Welcome to a new beginning for the Autavia, with the launch today of the 2019 Autavia Isograph. Not only is the Calibre 5 Autavia the first non-chronograph watch to wear the Autavia name, but it’s also the first Autavia to push beyond the traditional motorsport space that the series has occupied since its launch in 1962.
Isograph? That’s the new name for TAG Heuer’s in-house carbon hairspring, which forms part of the upgraded, Chronometer specification Calibre 5 movement powering the newest Autavia. We first saw the Isograph hairspring in the Carrera Nanograph (featuring TAG Heuer’s in-house Heuer 02T movement), but with the new Autavia Isograph we see the carbon hairspring being used to upgrade a third-party calibre, opening a new era for TAG Heuer’s movement strategy and bridging the gap between “off the shelf” acquired movements and in-house movements.
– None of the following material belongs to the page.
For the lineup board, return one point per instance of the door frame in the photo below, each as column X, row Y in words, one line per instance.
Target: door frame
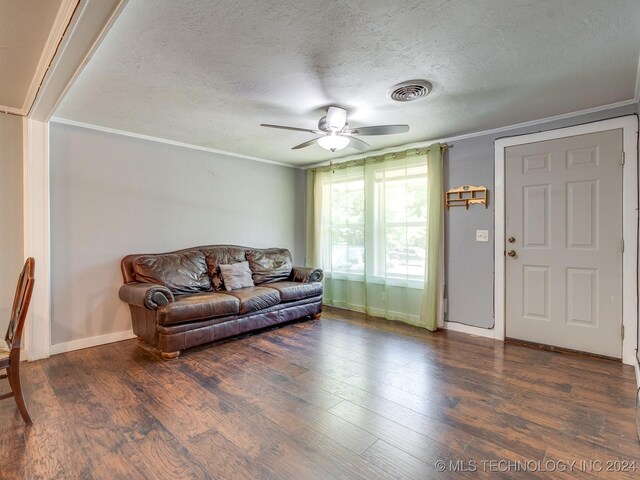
column 629, row 126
But the biggest talking points of the new watch will be:
a. the fact that a non-Chronograph Autavia exists at all; and
b. the design
This is the Autavia for pilots who fly in the air rather than those flying around the track in a Formula 1 car. It’s not quite a “full-blown” Pilots watch, but you can see the direction that the Autavia watch is headed- an outdoor adventure range leaning towards the styling cues of traditional aviation-themed watches.
When you look back over Heuer’s iconic range of watches from the 1960s and 70s, the model that took centre stage was the Autavia. Launched in 1962, the Autavia was the more popular big brother of the Carrera and far more mainstream that the bold, outlandish Monaco. It was the Autavia that was the original motorsport chronograph (just ask Jo Siffert, Jochen Rindt, Mario Andretti or Gilles Villeneuve) and sat firmly at the centre of the Heuer range.
As Heuer became TAG Heuer, the Autavia disappeared, before returning- briefly- in 2003 and then again in 2016/7 with the current Autavia Heuer 02 Chronograph.
But that’s just the Autavia’s history as a wristwatch. In fact, the name traces its origins back much farther to 1933 when it was first launched as a dashboard instrument used in racing cars and aircraft. Indeed it was only after production of the timers stopped in 1957 that the name became free for Jack Heuer to use on his first major product launch as CEO of Heuer.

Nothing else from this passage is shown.